Sun Dec 8th through Sat the 14th, 2019 at Vancouver Convention Center
* Update after reading Author Response * Thanks to the authors for addressing my concerns. After reading the other reviews and the author feedback, I believe the changes the authors propose to make will strengthen the paper. I believe the ideas in this paper have value and it is a positive step to establish some theoretical results in this space. I am still concerned with the clarity of the paper, especially for the broader community that might not be very familiar with the disentangled representation literature. With that in mind, I revise my score upward to 6. * Original * Overall, while the paper attempts to tackle some interesting theoretical questions, it is held back by unclear proofs, limited and inconclusive experiments, and lack of novel insight. The work here on its own does not meet the standard for publication. Below are some more specific comments. There seems to be a fundamental issue here, which is the notion that a symmetry is an action that the agent can take, rather than a geometric property of the state space. It would be helpful to clarify exactly what notion of symmetry the group actions are supposed to capture. The paragraph starting at line 112 is confusing. First, the examples of what the group action might be are a bit vague. Second, in line 117 it seems you require the group action to be the dynamics function? Why should the group action on the observation at time t be equal to the observation at time t+1? A symmetry encodes a geometric constraint or property about the state space; it shouldn't be interpreted as an action applied by an agent. The statement of Theorem 1 is confusing. From your notation, it appears that world states w_i are themselves sets? How are they to be interpreted? What does it mean "using a training set T of still images"? The detailed proof in the appendix is likewise confusing. There appear to be mismatches in notation (cf line 17 in the appendix and line 122 in the main text -- are we considering the cardinality of a world W_i or a world state w_i?). The reference to shuffling the order of states along an axis also doesn't make sense -- there seems to be some major missing details here. The entire proof is difficult to evaluate since it's not at all clear what is being argued. Theorem 2: what is the significance of this result? The experimental results seem inconclusive about which approach is better, since, as the authors note, the task is so simple.
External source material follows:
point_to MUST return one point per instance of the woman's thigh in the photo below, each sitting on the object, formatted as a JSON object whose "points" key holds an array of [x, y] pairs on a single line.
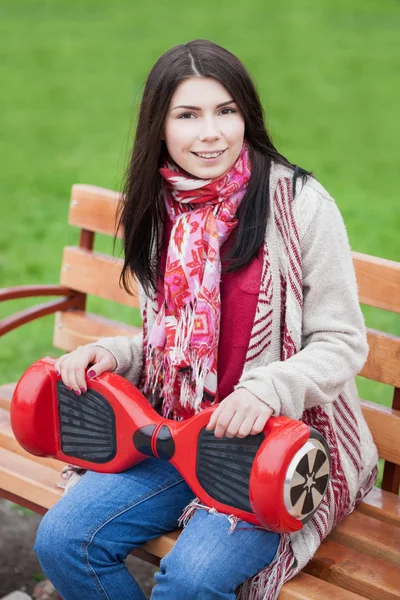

This paper provides theoretical results showing that in order to learn disentangled representations grounded in symmetry transformations, as recently defined by Higgins et al (2018), it is necessary to have access to the actions producing observation changes. It them proposes a new model architecture that is able to exploit this information to learn symmetry based disentangled representations (SBDR). Finally, the paper demonstrates that disentangled representations improve sample efficiency for inverse model learning. The work is a first step building on the recent theoretical paper by Higgins et al (2018) that defines disentangling in terms of symmetry transformations. Hence, this work is an important step that other can build on. The submission is technically sound and provides both theoretical and empirical contributions. However, the empirical contributions are quite limited, since the authors only use one very simple dataset. I would have liked to see the approach evaluated on more challenging datasets too. Saying this, the paper is very well written and I think it makes a significant enough contribution to the field to be published in providing a proof of principle demonstration of how to address a challenging problem (learning SBDR). ---- Post author feedback ------ Thank you for your detailed feedback. I leave my score unchanged given that it was favourable to start with.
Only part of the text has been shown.